Il n’est pas possible de savoir ce que les banquiers ont dit aux membres de la commission d’enquête. Que ce soit Michel Pébereau, président d’honneur de BNP Paribas, François Pérol en tant que président de la BPCE ou Jean-Yves Hocher, directeur général délégué du Crédit agricole, tous ont demandé à être auditionnés à huis clos, sans retranscription de leurs propos.
Le rapport reprend parfois de façon indirecte et anonyme certaines de leurs interventions. À lire ce que la commission sénatoriale a retenu, il semble qu’ils aient énervé. Ainsi, l’un d’entre eux leur a justifié la présence de sa banque privée au Luxembourg « pas pour des raisons fiscales mais parce que la réglementation en matière de gestion d’actifs y est particulièrement souple ». « C’est la référence internationale pour les promoteurs de fonds – notamment les Américains, qui dominent le marché », leur a-t-il expliqué.

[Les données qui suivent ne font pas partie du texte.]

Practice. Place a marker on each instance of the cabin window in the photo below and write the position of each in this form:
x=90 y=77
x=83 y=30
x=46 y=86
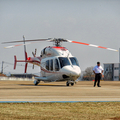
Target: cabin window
x=56 y=65
x=51 y=65
x=64 y=61
x=47 y=64
x=74 y=61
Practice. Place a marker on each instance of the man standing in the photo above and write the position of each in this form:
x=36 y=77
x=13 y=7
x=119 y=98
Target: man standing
x=98 y=70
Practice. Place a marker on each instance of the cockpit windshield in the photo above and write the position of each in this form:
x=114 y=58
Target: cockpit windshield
x=74 y=61
x=64 y=61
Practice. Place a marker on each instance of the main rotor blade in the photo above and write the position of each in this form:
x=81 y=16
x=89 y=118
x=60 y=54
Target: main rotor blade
x=27 y=40
x=97 y=46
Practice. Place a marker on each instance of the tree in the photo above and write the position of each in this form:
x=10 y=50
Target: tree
x=88 y=75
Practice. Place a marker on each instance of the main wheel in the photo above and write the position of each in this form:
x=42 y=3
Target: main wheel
x=67 y=84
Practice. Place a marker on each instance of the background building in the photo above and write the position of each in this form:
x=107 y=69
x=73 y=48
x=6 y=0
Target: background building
x=112 y=71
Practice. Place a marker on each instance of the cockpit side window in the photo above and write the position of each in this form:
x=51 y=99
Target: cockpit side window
x=47 y=64
x=56 y=65
x=74 y=61
x=64 y=61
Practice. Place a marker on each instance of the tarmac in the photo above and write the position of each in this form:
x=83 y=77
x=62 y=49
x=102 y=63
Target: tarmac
x=83 y=91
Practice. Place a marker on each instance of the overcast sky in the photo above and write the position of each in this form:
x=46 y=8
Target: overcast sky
x=90 y=21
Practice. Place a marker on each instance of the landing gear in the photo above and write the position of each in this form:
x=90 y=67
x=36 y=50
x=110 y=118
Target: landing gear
x=72 y=84
x=67 y=84
x=36 y=82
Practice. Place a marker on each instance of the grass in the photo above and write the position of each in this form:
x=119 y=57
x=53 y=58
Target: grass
x=60 y=111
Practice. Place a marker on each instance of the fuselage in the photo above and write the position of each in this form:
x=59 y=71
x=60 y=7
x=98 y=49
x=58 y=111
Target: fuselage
x=57 y=64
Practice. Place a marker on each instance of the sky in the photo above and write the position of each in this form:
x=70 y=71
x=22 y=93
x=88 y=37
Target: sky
x=89 y=21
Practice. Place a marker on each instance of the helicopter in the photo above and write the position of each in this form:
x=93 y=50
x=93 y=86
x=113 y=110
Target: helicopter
x=56 y=62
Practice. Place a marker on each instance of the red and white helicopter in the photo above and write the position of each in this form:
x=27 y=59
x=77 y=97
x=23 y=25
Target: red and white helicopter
x=56 y=62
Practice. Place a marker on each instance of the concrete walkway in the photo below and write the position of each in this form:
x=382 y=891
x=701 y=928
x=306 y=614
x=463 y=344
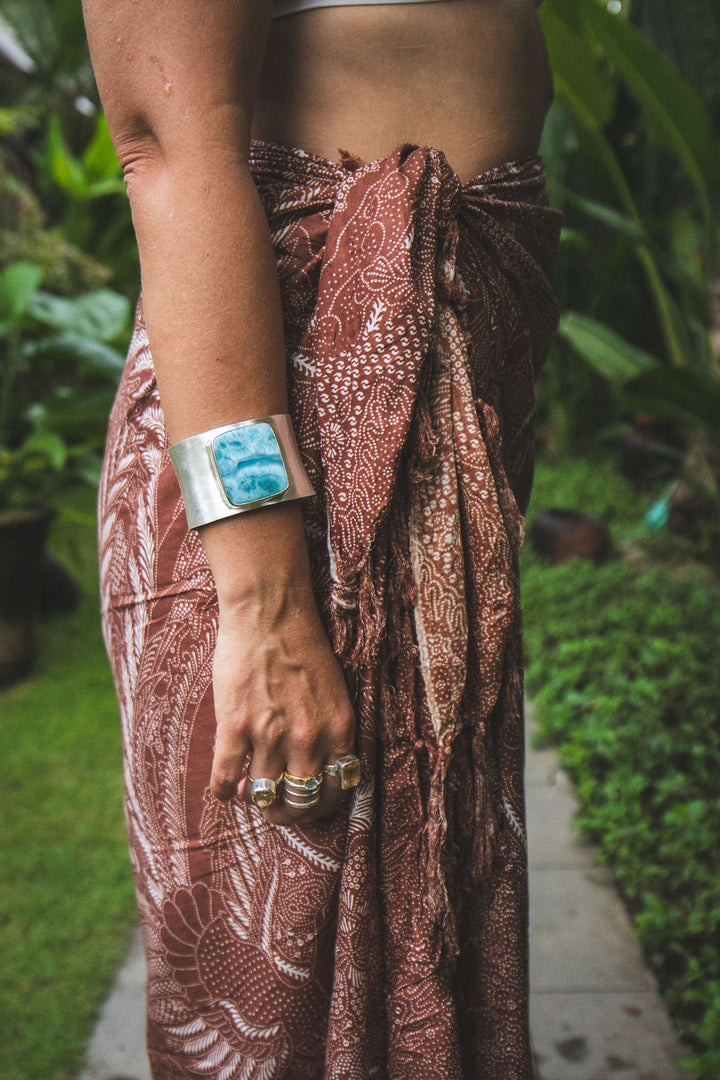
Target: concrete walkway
x=595 y=1010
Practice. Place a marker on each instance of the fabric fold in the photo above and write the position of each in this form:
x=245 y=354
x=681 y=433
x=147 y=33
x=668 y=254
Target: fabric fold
x=418 y=312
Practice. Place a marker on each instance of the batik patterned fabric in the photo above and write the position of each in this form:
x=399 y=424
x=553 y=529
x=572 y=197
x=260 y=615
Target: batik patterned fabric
x=390 y=942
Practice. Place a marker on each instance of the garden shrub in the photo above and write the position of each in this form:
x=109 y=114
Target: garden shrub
x=622 y=664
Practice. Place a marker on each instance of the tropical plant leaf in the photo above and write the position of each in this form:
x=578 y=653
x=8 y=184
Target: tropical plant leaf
x=608 y=215
x=675 y=115
x=84 y=352
x=691 y=395
x=17 y=284
x=64 y=167
x=606 y=351
x=578 y=80
x=99 y=315
x=46 y=445
x=99 y=160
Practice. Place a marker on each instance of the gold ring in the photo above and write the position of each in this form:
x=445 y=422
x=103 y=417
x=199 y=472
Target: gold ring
x=301 y=784
x=347 y=769
x=263 y=791
x=306 y=805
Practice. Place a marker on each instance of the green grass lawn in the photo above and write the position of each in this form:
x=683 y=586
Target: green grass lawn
x=66 y=894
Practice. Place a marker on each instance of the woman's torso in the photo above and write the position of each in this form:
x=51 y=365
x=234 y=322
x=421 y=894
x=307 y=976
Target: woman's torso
x=470 y=77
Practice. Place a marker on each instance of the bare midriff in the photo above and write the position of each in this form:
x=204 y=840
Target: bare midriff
x=469 y=77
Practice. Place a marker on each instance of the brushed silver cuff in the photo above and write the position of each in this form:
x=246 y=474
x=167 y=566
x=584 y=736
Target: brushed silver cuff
x=219 y=468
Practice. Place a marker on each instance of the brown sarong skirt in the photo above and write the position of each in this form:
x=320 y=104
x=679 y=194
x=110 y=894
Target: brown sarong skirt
x=389 y=942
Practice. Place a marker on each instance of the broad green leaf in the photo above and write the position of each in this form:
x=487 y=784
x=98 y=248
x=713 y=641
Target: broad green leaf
x=17 y=284
x=690 y=395
x=606 y=351
x=576 y=78
x=99 y=315
x=49 y=445
x=65 y=169
x=17 y=120
x=85 y=352
x=614 y=219
x=675 y=115
x=99 y=160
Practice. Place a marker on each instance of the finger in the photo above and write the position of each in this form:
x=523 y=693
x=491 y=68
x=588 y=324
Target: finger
x=263 y=765
x=231 y=752
x=283 y=811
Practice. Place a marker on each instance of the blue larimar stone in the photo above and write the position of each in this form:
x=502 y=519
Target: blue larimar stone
x=249 y=463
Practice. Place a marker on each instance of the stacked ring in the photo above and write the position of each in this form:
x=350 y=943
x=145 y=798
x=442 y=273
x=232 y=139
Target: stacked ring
x=302 y=793
x=263 y=791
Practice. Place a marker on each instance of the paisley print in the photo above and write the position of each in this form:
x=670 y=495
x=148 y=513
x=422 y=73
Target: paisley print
x=391 y=941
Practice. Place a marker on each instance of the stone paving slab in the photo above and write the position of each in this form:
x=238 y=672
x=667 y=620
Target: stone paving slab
x=552 y=842
x=594 y=1007
x=602 y=1037
x=581 y=936
x=117 y=1050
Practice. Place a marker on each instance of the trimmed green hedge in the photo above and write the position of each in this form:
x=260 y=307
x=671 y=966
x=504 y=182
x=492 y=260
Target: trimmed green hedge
x=623 y=666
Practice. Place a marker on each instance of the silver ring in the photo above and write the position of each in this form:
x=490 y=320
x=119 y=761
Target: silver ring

À défaut de parler ouvertement, ils ont laissé Christian Noyer, gouverneur de la Banque de France et président de l’Autorité de contrôle prudentiel (ACP) et Jean-Claude Trichet, ancien gouverneur de la Banque de France et ancien président de la Banque centrale européenne (BCE), s’exprimer au nom de toute la profession. Un consensus de place en quelque sorte.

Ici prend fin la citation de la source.